Ruby 2.6 and Ahead-Of-Time Compilation

Ruby 2.6 preview 1 has optional JIT that you can turn on with a command-line switch. It also has a mode where you can tell it to wait for JIT before running your code, which is marked as a "test" option. But can you just turn it on and get Ruby AoT for our Rails Apps?

Let's check!

I maintain Rails Ruby Bench, so that's what I'll be playing with here, but the JIT and AOT advice should apply to most large Ruby apps. Also, keep in mind that JIT has only just happened and it's not recommended for Rails apps yet - you should expect things to change a lot after April 2018, when this article was written.

How Can We Do It?

For current Ruby 2.6, you have to turn on JIT explicitly. I use this:

export RUBYOPT=--jit

But any way you set the command-line option is just fine.

Then you run your app. For longer-running, smaller-size apps, JIT should just magically make it faster. If that's what you were after - congratulations! You can skip the rest of this article and play Plants Vs Zombies. You have my permission, as long as it's the first one - the sequels aren't as good.

But I found that this slowed down Rails Ruby Bench instead of speeding it up, just like the preview announcement said it would. D'oh!

If you run "ruby --help" you'll see some new JIT-related options:

MJIT options (experimental):
  --jit-warnings  Enable printing MJIT warnings
  --jit-debug     Enable MJIT debugging (very slow)
  --jit-wait      Wait until JIT compilation is finished everytime (for testing)
  --jit-save-temps
                  Save MJIT temporary files in $TMP or /tmp (for testing)
  --jit-verbose=num
                  Print MJIT logs of level num or less to stderr (default: 0)
  --jit-max-cache=num
                  Max number of methods to be JIT-ed in a cache (default: 1000)
  --jit-min-calls=num
                  Number of calls to trigger JIT (for testing, default: 5)

Hey, "--jit-wait" looks like exactly what we're looking for. So then we turn it on and we have Ruby AoT compilation? Not quite.

If we run RRB with just "--jit --jit-wait", it will hang forever as far as I can tell.

It turns out the new JIT has a cache of compiled methods, and that cache has a maximum size. And a Rails app is generally too big for it, and Rails Ruby Bench is definitely, no question, way too big for it and it winds up basically hanging. But we can turn the size up with --jit-max-cache!

So we set it up like this:

export RUBYOPT='--jit --jit-wait --jit-max-cache=100000'

And then we run the benchmark.
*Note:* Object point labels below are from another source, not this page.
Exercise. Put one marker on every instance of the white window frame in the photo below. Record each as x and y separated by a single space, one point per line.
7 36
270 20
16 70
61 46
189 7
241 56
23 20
And we get our next indicator that something's wrong.

It doesn't hang, exactly. It just starts up veeeeeery slowly. Like, getting to the point where it would make an HTTP request takes multiple minutes. And then it fails, probably because Puma's HTTP delays aren't set up for HTTP requests taking that long.

A Little Bit About Ruby's New JIT

You may remember from some of the previous writing about Ruby's new JIT that it works in an unusual way. It writes out C source files to a temp directory, compiles them to shared libraries and then loads them in a bit like native extensions for gems. That's a perfectly good approach, and it doesn't cause any problems here.

Ruby waits to compile a method until it has called that method a few times. Sure. Takashi pointed out that it's better not to tell it to compile the method the very first time we hit it (which we aren't, but we could with --jit-min-calls above) because if we wait a bit, we'll get better invocation data so the final result will be faster. Okay, but that's still not the problem.

We have a background thread that sits and compiles methods, one at a time, in this way. This is closer to the problem we're seeing...

If we run Rails Ruby Bench and tell it to wait until we have compiled tens of thousands of methods, one at a time, in a single background thread that runs the C compiler for every individual method... Yeah, okay. That looks like the problem.

Just to add insult to injury, we're also loading a lot of stuff into that cache and it eventually gets big. But don't worry - you don't have enough patience to wait until it gets really huge. You were hoping to speed up your Rails app... And this isn't going to feel very fast to you. It adds minutes of time to startup, which causes enough race conditions that the resulting app won't run anyway.

So when the Ruby option said it was just for testing, it meant it.

I Just Skipped To The End - Does This Do AoT Or Not?

The short version is: there's not really an AoT compile option in Ruby 2.6. The JITting options simply don't do that in a useful or acceptable way. You're far better off using it in the recommended way.

And for now, the recommended way for Rails apps is: don't. But that's likely to change soon. The Ruby release (2.6) with JIT is still in preview. There's a lot of polishing-up to do yet.